We consider also additional constraints which are conventional in the aeronautic setting:
-
• The rate of climb, that is the time-derivative of the altitude, has to be upper bounded by a given maximal value $ {\gamma}_{max} $ during the whole climb;
-
• The Mach number should not exceed a certain value called the maximum operational Mach ( $ \mathrm{MMO} $ ).
The final time of the climb is given by $ {T}^{\star}\in \left[0,T\right] $ which is the first time where the aircraft reaches $ {h}_T $ with Mach number $ {\mathrm{M}}_T $ .
Finally, we mention that the fuel flow model $ \mathrm{FF} $ is here estimated. To do so, we exploit the reference trajectories which contain recorded altitude, Mach number, engines power and fuel flow for each second of the flight. Having access to these data, we are in position to fit a statistical model. Following the numerical results in Dewez et al. (Reference Dewez, Guedj and Vandewalle2020) which show that polynomials can accurately model aeronautic variables, we consider a polynomial model of degree 2 for the fuel flow. In particular, the requirements for the cost function in the current version of PyRotor are fulfilled. The prediction accuracy of the resulting estimated model is assessed in the following subsection.
4.2. Numerical results
We present now numerical results based on real flight data for the above aeronautic problem. Here, we have access to 2,162 recorded short and medium-haul flights performed by the same narrow-body airliner type, provided by a partner airline.

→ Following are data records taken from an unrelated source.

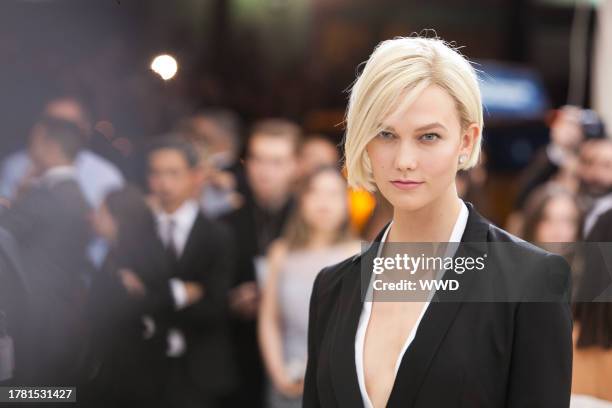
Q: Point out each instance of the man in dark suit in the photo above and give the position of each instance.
(49, 223)
(200, 253)
(271, 168)
(14, 295)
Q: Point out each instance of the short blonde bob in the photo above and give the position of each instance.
(404, 67)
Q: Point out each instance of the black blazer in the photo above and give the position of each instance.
(465, 353)
(208, 258)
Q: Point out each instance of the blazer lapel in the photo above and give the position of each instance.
(343, 369)
(438, 318)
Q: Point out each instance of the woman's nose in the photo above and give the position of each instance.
(405, 157)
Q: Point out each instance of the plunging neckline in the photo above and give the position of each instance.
(364, 319)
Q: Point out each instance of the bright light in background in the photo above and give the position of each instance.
(165, 66)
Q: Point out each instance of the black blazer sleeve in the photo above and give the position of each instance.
(311, 394)
(541, 363)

In particular they cannot be publicly released for commercial reasons. The data is here recorded by the quick access recorder (QAR).
Before considering the optimization setting, we estimate a fuel flow model specific to the climb phase and to the considered airliner type. To do so, we extract the signals of the four variables of interest (altitude, Mach number, engines rotational speed, and fuel flow) and keep the observations from the take-off to the beginning of the cruise without level-off phases. Smoothing splines are then applied to the raw signals to remove the noise. We sample each 5 s to reduce the dataset size without impacting strongly the accuracy of the resulting models. At the end, we obtain 494,039 observations which are randomly split into training and test sets to fit a polynomial model of degree 2 using the scikit-learn library. The RMSE and MAPE values of this model on the test set are respectively equal to $ 3.64\times {10}^{-2} $ kg/s and 1.73%.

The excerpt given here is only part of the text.